Universal broadband availability is a cyberwar national security issue. Think about this the next time you are spammed or your computer is infected with nasty and destructive spyware or bot. In my state of Florida, the Public Service Commission allows the phone companies to offer a badly crippled form of dialup service in areas that are broadband deprived. At crippled dialup speeds as low as 19.6kb/s (with 28.8kb/s typical), forget about being able to download large security-related critical updates from the likes of Microsoft or Symantec. Even at full dialup speeds of 53.3kb/s, most essential websites are marginally usable. Forget about multimedia distance learning. Moreover, copper dialup lines today are extremely poor values compared with VoIP offerings from the cable company. Up in Maryland, my sister's copper-based dialup service from Verizon became staticky and died. Verizon was going to take over a week before it would schedule a repair trip. Fortunately, she had cable modem service from Comcast and finally decided to take the plunge and switch phone service to Comcast, which was out the very next day to install it.

Without broadband availability, she would have been really stuck. It is the only meaningful competition to old-fashioned phone company offerings. For the same $30-per-month service, the standard feature list would have raised her phone bill to as much as $80!
Louis Carliner

Dear editor:

First, why does broadband access automatically mean wireless? Wireless broadband, like more and wider interstates, is a bottomless pit. The actual highways and the information highway both fill up to and beyond capacity very shortly after they are constructed, and we are back to where we started except for our pocketbooks. We may find enough spectrum for wireless for two to five years, but when every Internet page has 3-D high-res video from corner to corner, each element changes every time the mouse is moved even one pixel and everybody is watching video on demand,then 100Mb/s will be totally slow and completely unsustainable. And we will then need … what, Gb/s access, Tb/s access? Where does the next batch of spectrum come from, the X-ray region? Do we then grab spectrum from the doctors' and hospitals' X-ray machines?

I see no harm in most computers being tied to land lines, optical of course, but land lines. You can always run more. Thousands of optical cables will fit in a square inch, and each will have far more spectrum than wireless will ever have. Wire (with fiber) the students' desks. Wire every room in the house. Wire any place where a person can sit down: restaurants, theaters, waiting rooms, bus benches, even restrooms; fiber jacks everywhere. This would be a far better and lasting solution. Leave the wireless for truly mobile situations such as airplanes, buses, autos, space shuttles, etc.

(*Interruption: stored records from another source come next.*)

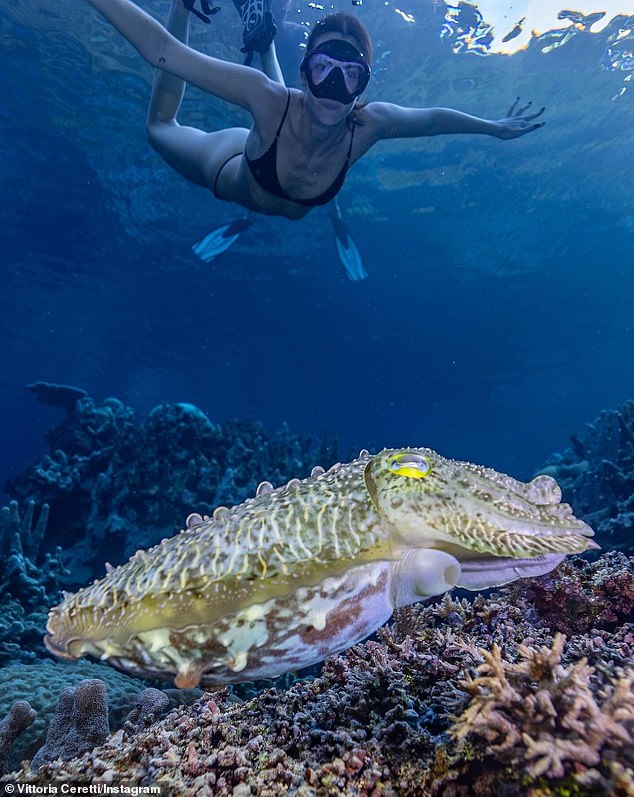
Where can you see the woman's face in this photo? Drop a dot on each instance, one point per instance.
(334, 71)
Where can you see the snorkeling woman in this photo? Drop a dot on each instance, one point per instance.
(302, 141)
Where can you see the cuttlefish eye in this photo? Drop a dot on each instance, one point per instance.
(413, 466)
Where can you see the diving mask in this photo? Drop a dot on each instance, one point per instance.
(336, 70)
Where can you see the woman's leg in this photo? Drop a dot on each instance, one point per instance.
(193, 153)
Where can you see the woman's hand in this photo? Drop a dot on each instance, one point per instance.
(517, 122)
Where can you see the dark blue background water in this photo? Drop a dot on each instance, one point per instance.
(497, 318)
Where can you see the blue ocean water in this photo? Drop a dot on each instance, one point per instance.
(497, 316)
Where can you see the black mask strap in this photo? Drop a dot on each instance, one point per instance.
(207, 9)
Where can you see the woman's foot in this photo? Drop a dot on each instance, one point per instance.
(258, 27)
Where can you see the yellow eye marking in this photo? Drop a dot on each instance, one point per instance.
(412, 466)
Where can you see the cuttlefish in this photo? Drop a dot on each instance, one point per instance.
(301, 571)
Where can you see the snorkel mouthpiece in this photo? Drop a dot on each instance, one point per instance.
(328, 61)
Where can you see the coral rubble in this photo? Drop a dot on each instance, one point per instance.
(459, 697)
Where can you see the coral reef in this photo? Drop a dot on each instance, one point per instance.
(80, 723)
(542, 717)
(20, 716)
(457, 697)
(41, 682)
(114, 484)
(26, 572)
(597, 476)
(29, 581)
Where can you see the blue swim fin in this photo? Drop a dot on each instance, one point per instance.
(220, 239)
(349, 254)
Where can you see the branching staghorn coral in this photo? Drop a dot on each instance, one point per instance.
(543, 717)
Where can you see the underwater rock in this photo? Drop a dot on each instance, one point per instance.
(406, 715)
(26, 573)
(63, 396)
(42, 681)
(114, 484)
(79, 724)
(20, 716)
(597, 476)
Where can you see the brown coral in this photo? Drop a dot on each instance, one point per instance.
(543, 717)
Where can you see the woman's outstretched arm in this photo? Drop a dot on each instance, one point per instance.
(235, 83)
(394, 121)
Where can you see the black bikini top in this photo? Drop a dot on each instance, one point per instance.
(264, 170)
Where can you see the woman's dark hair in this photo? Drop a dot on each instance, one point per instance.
(345, 24)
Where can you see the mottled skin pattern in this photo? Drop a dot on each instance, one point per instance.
(307, 569)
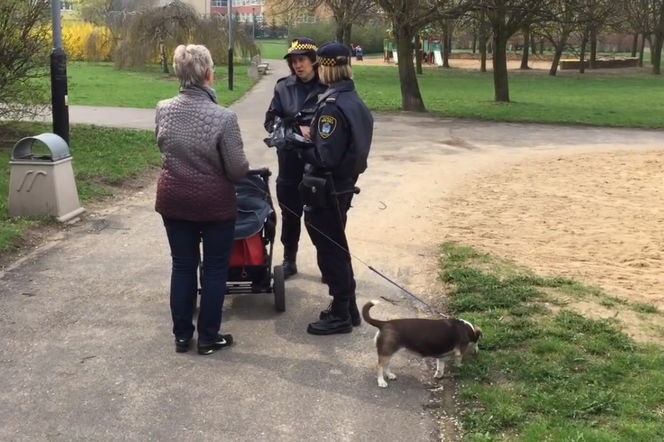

As for paying for it, why shouldn't the folks who are responsible for and who benefit from the increased Internet usage pay? I am talking about the Internet advertisers who force every spectrum-gobbling gimmick you can think of on us. Perhaps if they paid by the actual spectrum usage of their pages they would suddenly decide that a simple text page would work instead of tons of videos and pop-ups.

And what's wrong with TV advertising anyway?
Paul Alciatore

Dear editor:

Remember the [baloney] we got when 56kb/s was an amazing development only possible in a lab? Even though, if I remember, the basis for the T1 carrier concept was 24 65kb/s lines or 25 64kb/s lines? 56kb/s should have been easy. Next, only large companies could afford DSL. Hmm. Those bums at the phone company will do as little as possible. It stunk then and will do the same in the future unless the infrastructure is modernized. If not, we will have high speed feeding low speed.